HOMBRES DE POCAS PALABRAS

Miguel Rubio, director.

No es muy común ver en nuestra escena local puestas que recurran a la no utilización de la palabra. Acaso “Los regalos”, de la Compañía de Teatro Físico, es una de las últimas propuestas más emblemáticas que operan con esta premisa.

“Exhumación”, muy lejos de contar una historia lineal y con un variado manejo de recursos escénicos, nos transportan a un mundo de simbolismo y estampas que no precisan de diálogos verbalizados, donde el silencio y el escueto intercambio de ideas mudas refuerzan la idea de rivalidad entre los dos personajes y donde pareciera que el primero en abrir la boca se someterá a la jerarquía del otro. Así, la palabra no hace acto de presencia sino hasta bien avanzada la obra, y sólo porque llega la hora de utilizarla con justa motivación, casi sintetizando la premisa de la obra en ese lírico y visceral alegato sobre la mitología del macho guerrero.

La ambigüedad del contexto, del tiempo, del lugar y de la procedencia de estos dos personajes, nos obliga a encontrarles significantes conforme van sucediendo los hechos. El montaje no explica sus mensajes, pero los aborda con mucha seguridad –en ocasiones muy rudamente– para que nuestras diferentes lecturas terminen de darles una resolución y los convierta en cuestionamientos.

Y si de cuestionamientos hablamos, éstos van cayendo por su propio peso conforme va transcurriendo la obra. La partitura de momentos que vivimos junto con los actores nos abre las puertas a una serie de reflexiones sobre sobre la misma. Y reflexionamos. Estamos asistiendo a una deconstrucción completa de la masculinidad, capa por capa, simbolizada en la semidesnudez de los actores. El tabú de la carne se acentúa y brota en cada aproximación de cuerpos. La constante competencia entre ambos refleja una necesidad sempiterna por probar la supremacía de su género. Y es entonces cuando comienzan a aflorar las preguntas globales: ¿a razón de qué tenemos que demostrar que somos “hombres”?, ¿qué queremos o qué logramos al ufanarnos de nuestros triunfos masculinos y qué validez tienen?

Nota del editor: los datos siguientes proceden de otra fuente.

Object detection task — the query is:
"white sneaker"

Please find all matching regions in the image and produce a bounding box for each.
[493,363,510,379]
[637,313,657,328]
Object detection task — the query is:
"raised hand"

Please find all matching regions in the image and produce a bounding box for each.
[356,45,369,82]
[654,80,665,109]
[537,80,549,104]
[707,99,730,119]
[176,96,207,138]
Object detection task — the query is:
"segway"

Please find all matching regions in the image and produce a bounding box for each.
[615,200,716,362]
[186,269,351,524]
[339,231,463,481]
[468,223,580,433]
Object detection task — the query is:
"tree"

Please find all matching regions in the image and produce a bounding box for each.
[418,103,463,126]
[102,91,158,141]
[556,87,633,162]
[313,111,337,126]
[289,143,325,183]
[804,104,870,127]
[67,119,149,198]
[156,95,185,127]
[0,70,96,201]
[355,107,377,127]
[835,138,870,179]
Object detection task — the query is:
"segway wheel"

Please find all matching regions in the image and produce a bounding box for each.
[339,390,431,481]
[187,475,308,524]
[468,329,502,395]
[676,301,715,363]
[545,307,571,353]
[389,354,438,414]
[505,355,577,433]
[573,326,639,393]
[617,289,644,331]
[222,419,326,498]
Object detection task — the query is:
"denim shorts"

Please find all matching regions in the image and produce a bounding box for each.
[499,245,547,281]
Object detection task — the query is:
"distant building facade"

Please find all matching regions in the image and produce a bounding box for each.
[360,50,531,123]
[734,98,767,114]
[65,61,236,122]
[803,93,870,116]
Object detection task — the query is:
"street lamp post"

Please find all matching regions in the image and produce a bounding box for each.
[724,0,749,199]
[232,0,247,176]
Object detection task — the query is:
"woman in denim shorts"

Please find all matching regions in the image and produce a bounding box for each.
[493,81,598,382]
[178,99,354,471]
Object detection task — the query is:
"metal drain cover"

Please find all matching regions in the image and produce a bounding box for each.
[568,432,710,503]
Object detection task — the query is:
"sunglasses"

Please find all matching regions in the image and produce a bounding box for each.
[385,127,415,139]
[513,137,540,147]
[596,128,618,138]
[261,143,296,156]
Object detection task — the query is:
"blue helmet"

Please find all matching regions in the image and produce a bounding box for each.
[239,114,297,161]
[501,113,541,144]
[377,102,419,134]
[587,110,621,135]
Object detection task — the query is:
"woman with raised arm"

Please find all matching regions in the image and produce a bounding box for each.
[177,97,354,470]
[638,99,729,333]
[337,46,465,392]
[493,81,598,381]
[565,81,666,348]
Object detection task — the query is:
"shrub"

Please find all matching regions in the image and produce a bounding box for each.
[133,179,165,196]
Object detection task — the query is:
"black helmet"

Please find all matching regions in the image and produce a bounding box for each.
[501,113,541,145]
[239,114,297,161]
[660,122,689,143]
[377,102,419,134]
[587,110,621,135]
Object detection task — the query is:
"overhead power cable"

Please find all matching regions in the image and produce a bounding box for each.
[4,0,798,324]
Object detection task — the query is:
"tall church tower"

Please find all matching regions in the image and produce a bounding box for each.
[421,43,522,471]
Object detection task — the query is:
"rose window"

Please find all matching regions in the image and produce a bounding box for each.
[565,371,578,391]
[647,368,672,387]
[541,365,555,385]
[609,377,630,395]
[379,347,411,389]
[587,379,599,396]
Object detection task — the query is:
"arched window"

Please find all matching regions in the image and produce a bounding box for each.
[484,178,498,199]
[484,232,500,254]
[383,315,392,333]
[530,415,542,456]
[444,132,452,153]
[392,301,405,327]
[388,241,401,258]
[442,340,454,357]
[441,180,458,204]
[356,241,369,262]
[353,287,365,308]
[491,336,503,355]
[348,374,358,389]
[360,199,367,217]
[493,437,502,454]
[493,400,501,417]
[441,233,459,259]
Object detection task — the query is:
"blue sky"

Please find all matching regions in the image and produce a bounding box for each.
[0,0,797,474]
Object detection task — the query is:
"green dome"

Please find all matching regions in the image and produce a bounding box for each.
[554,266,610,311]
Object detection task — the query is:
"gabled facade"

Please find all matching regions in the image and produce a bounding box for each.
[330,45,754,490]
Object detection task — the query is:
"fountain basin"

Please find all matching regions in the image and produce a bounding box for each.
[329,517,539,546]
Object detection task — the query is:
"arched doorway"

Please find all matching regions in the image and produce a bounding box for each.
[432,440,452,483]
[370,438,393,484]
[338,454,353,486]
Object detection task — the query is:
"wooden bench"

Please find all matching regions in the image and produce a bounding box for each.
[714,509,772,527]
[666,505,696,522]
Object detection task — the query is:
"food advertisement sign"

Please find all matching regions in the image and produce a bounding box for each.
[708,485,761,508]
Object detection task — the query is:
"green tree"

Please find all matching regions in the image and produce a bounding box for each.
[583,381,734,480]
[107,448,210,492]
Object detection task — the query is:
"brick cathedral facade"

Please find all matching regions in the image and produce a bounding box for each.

El teatro, como las demás artes, obedece al mandato histórico de atender las problemáticas de su época. En este sentido, “Exhumación” viene a escena, sin atisbo de panfleto, a plantearnos preguntas esenciales. No las responde, empero. Deja esta responsabilidad al público asistente. Pone en discusión las convenciones convertidas en corazas que han ido construyendo en el tiempo una identidad arquetípica del hombre varón, y las discute muy oportunamente en un contexto donde la masculinidad, a nivel mundial, se haya en su etapa más crítica.

“Exhumación”, con todo lo descrito, es un montaje místico y poético para el ojo del espectador agudo. Las múltiples sensaciones que se pueden desprender fortalecen el carácter performático del espectáculo e invitan a dejar a un lado por un momento la lógica. Aquel público que vaya a ver “Exhumación” con una acostumbrada y ortodoxa idea de teatro, podría llegar a impacientarse y confundirse.

 

APAGÓN FINAL
Como corresponde, nuestros actores han establecido el ritual y han montado con mano propia, luego de una encarnizada e irresoluta confrontación, la Santísma Cruz de Mayo, emblema de la celebración, que, como redentora de pecados, parece expiarlo todo. Pero es tarde. Hemos sido testigos ya del síncope de nuestras conductas y no podemos dejar de pensar en ello. Los personajes festejan, danzan y se pierden en el oscuro, dejando a la luz la ominosa cruz de la festividad, grande como también lo es esa tácita cruz que cargamos los machos en nuestras espaldas, de la que poco a poco tendremos que ser conscientes. Como colofón, no hay venia final. Los actores no salen a recibir el aplauso de un público que sobrecogido los esperaba.